Reputation: 123
I have a column with following data :
df['Exp'] = ['10+ years', '8 years', '6 years', '7 years', '5 years','1 year', '< 1 year', '4 years', '3 years', '2 years', '9 years']
I need to convert this column to int format.
How can I do it?
Thanks !
Upvotes: 0
Views: 821
Reputation: 11
This should do the trick:
df.Exp.str.extract('(\d{1,})').astype(int)
For clarity the \d
grabs any numeric string and the {1,}
ensures there is at least one.
EDIT: (Sorry didn't read the question right) To convert it you could do:
df['Exp'] = df.Exp.str.extract('(\d{1,})').astype(int)

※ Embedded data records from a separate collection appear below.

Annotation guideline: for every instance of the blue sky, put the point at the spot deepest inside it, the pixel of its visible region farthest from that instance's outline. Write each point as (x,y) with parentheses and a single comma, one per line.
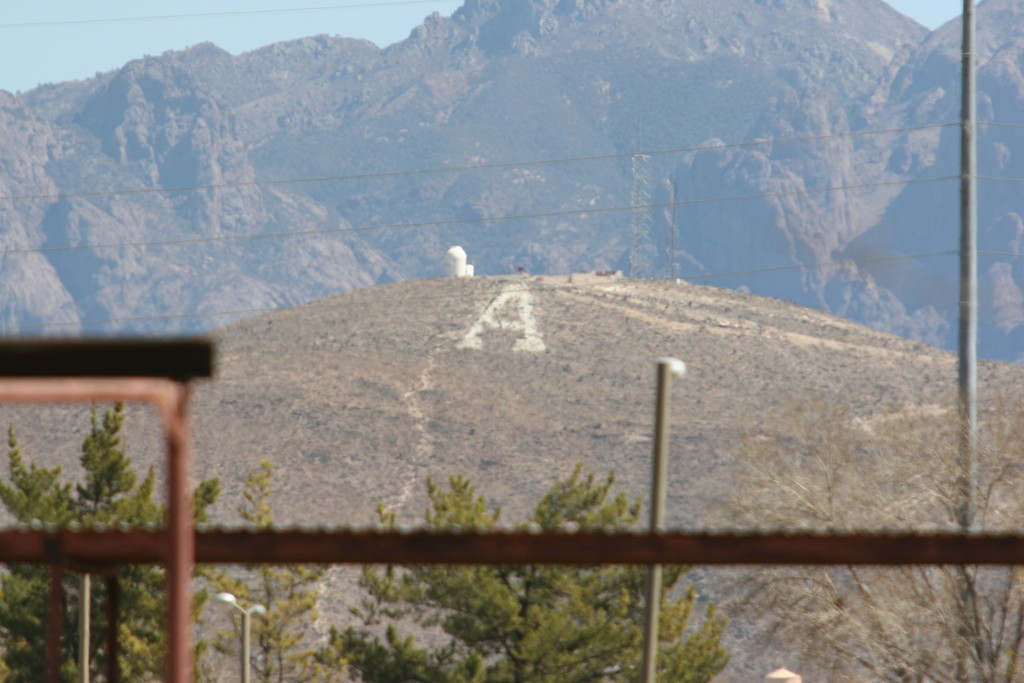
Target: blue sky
(45,41)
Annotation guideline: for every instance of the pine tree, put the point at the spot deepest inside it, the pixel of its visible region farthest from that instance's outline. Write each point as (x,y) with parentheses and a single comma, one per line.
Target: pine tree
(281,650)
(111,495)
(528,623)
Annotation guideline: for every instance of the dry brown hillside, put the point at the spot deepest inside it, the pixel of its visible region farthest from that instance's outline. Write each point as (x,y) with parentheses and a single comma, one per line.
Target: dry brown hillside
(358,397)
(512,380)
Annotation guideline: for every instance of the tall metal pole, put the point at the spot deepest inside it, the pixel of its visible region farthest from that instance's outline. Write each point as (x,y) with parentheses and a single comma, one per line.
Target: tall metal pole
(84,619)
(667,369)
(968,367)
(968,336)
(246,651)
(181,546)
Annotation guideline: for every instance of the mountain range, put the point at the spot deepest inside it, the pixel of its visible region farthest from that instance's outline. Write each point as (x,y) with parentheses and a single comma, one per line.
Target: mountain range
(805,150)
(512,380)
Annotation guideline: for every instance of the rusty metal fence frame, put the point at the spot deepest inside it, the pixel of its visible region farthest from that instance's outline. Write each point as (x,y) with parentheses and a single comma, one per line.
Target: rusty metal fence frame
(161,373)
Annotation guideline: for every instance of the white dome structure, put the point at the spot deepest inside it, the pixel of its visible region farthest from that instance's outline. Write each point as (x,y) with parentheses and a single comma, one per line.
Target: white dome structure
(455,263)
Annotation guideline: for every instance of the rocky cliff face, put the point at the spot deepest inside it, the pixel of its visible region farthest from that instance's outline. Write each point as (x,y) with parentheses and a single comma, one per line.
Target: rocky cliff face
(228,183)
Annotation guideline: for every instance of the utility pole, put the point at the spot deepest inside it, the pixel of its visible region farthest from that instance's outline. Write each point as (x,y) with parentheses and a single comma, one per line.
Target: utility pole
(673,231)
(967,482)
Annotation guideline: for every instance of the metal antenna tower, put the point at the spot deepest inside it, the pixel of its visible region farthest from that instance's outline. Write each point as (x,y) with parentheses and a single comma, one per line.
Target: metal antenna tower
(641,249)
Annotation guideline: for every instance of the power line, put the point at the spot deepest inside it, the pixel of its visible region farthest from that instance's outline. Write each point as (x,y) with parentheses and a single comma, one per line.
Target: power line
(462,295)
(458,221)
(239,12)
(456,169)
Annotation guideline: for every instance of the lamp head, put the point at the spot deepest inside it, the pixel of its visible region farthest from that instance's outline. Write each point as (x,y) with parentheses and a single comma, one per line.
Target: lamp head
(226,597)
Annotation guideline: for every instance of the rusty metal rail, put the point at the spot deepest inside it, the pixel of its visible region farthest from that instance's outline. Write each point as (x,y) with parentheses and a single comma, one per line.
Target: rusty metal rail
(151,371)
(159,373)
(96,551)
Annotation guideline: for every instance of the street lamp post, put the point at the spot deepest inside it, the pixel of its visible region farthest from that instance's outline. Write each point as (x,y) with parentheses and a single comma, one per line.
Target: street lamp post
(229,599)
(667,369)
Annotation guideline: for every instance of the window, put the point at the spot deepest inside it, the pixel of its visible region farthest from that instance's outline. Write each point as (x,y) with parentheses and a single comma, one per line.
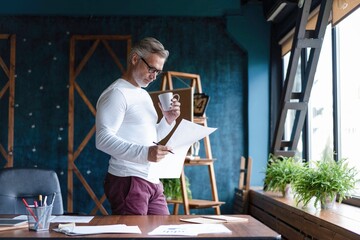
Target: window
(344,41)
(348,33)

Assuming you want empty rows filled with minus one then you could do:
df['Exp'] = df.Exp.str.extract('(\d{1,})').fillna(-1).astype(int)
Upvotes: 1
Reputation: 16172
import pandas as pd
df = pd.DataFrame({'Exp': ['10+ years', '8 years', '6 years', '7 years', '5 years','1 year', '< 1 year', '4 years', '3 years', '2 years', '9 years']})
df['Exp'] = df['Exp'].replace('\D','', regex=True).astype(int)
Output
Exp
0 10
1 8
2 6
3 7
4 5
5 1
6 1
7 4
8 3
9 2
10 9
Upvotes: 1